New API design thinking: build internal DSL with smooth interfaces

Source: Internet
Author: User

The abstract mechanism of programming languages includes two basic aspects: one is the basic elements/semantics of language attention, and the other is the construction rules from basic elements/semantics to composite elements/semantics. In general languages such as C, C ++, Java, C #, and python, the basic elements/semantics of a language are often far from the problematic domain, layer-by-layer abstraction through the api library is the most common method to reduce the difficulty of the problem. For example, the most common method in C is to provide a function library to encapsulate complex logic and facilitate external calls.

However, a common API design method has a natural trap, that is, no matter how encapsulated, although a large process has a higher abstraction level than a small process, it is essentially a process and restricted by the process semantics. That is to say, when constructing more advanced abstract elements/semantics through basic elements/semantics, the language construction rules limit abstract dimensions to a large extent, and it is difficult for us to jump out of this dimension, you may not even be aware of this restriction. However, the abstract dimensions of DSL (domain-specific language) such as SQL, HTML, CSS, and make are customized for specific fields. From these abstract perspectives, the problem is often the easiest, therefore, DSL is more convenient than general programming languages in solving problems in specific fields. Generally, non-General languages such as SQL are called external DSL (external
DSL); In general languages, we can break through the abstract dimension restrictions of the Language Construction rules to some extent and define the internal DSL (internal DSL ).

This article introduces an internal DSL design method called fluent interface. The definition of fluent interface on Wikipedia is:

A fluent interface (as first coined by Eric Evans and Martin Fowler) is an implementation of an object oriented API that aims to provide for more readable code. A fluent interface is normally implemented by using method chaining to relay the instruction
Context of a subsequent call (but a fluent interface entails more than just method chaining ).

The following section describes the typical application of a smooth interface in constructing an internal DSL.

1. Basic Semantic Abstraction

To output the numbers 0 .. 4, we generally first think of code like this:

//Javafor (int i = 0; i < 5; ++i) {    system.out.println(i);}

Although Ruby also supports a similar for loop, the simplest is the following implementation:

//Ruby5.times { |i| puts i }

Everything in ruby is an object. 5 is an instance of the fixnum class. Times is a method of fixnum and it accepts a block parameter. Compared with for loop implementation, Ruby's Times method is simpler and more readable. However, if you are familiar with OOP, you may wonder if times should be used as an integer method? In Oop, a method call usually refers to sending a message to an object, changing or querying the object state. The Times method is obviously not querying or modifying the status of an integer object. If you are the ruby designer, will you put the Times method into the fixnum class? If the answer is no, what does Ruby's design actually mean? In fact, although times is just a common class method, its purpose is different from that in the general sense. Its semantics is actually similar to the Basic Semantics of a language like for loop, it can be considered as a basic custom semantics. The meaning of times has jumped out of the box of class methods to a certain extent, and has taken a step towards the problem domain!
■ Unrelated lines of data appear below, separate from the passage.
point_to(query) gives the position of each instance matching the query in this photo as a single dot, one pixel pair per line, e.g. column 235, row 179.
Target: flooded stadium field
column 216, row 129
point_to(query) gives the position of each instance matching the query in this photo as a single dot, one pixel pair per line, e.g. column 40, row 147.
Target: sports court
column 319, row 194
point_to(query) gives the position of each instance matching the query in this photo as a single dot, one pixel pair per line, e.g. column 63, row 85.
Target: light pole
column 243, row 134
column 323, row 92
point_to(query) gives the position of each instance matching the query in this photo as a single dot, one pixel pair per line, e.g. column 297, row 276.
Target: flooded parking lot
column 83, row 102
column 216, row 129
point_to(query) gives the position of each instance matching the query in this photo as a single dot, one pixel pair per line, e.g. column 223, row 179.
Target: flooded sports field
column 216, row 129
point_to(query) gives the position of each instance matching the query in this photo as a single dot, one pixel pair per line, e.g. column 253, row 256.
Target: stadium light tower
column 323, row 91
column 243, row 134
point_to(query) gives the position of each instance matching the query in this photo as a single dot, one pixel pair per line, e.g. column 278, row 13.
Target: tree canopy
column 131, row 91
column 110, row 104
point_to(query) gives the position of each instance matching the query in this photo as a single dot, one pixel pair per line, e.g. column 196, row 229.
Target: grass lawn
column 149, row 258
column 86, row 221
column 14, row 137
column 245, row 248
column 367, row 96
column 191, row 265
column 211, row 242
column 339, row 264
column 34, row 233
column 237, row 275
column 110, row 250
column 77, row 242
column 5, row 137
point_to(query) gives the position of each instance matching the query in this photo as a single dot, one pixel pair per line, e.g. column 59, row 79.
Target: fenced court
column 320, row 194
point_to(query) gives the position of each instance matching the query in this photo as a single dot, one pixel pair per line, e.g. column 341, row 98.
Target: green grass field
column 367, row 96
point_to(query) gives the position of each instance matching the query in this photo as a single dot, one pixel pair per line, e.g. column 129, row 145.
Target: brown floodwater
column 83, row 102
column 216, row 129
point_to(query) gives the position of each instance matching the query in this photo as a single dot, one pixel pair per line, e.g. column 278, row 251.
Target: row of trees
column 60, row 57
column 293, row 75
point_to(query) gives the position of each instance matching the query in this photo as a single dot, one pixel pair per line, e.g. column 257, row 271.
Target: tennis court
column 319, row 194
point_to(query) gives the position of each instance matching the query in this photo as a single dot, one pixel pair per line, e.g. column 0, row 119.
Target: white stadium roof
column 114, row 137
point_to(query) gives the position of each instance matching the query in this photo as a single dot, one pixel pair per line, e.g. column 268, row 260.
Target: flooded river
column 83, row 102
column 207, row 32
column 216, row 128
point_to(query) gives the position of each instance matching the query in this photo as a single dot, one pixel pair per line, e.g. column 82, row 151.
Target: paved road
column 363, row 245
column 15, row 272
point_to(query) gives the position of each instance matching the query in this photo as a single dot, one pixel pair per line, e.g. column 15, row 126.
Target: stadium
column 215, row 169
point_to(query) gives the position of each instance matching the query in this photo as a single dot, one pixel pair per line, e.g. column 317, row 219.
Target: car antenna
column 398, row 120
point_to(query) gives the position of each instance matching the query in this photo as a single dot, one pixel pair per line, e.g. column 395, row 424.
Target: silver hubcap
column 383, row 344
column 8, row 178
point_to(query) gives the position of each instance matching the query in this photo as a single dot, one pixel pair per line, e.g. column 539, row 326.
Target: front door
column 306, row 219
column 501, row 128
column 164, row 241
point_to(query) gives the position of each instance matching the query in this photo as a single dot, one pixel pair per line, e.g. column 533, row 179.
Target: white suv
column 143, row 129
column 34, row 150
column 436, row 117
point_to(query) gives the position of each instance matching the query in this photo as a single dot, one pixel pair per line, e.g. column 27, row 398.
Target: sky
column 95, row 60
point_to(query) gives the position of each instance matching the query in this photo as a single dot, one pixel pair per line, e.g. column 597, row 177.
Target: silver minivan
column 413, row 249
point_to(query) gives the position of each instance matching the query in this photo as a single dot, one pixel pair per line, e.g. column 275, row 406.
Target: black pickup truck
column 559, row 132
In another example, Eric Evans uses two time points to construct a time period object. The general design is as follows:

//JavaTimePoint fiveOClock, sixOClock;TimeInterval meetingTime = new TimeInterval(fiveOClock, sixOClock);

The Design of Evans is as follows:

//JavaTimeInterval meetingTime = fiveOClock.until(sixOClock);

According to the traditional OO design, the until method should not appear in the timepoint class. Here, the until method of the timepoint class also represents a custom Basic Semantics, this makes the problem of expressing time domains more natural.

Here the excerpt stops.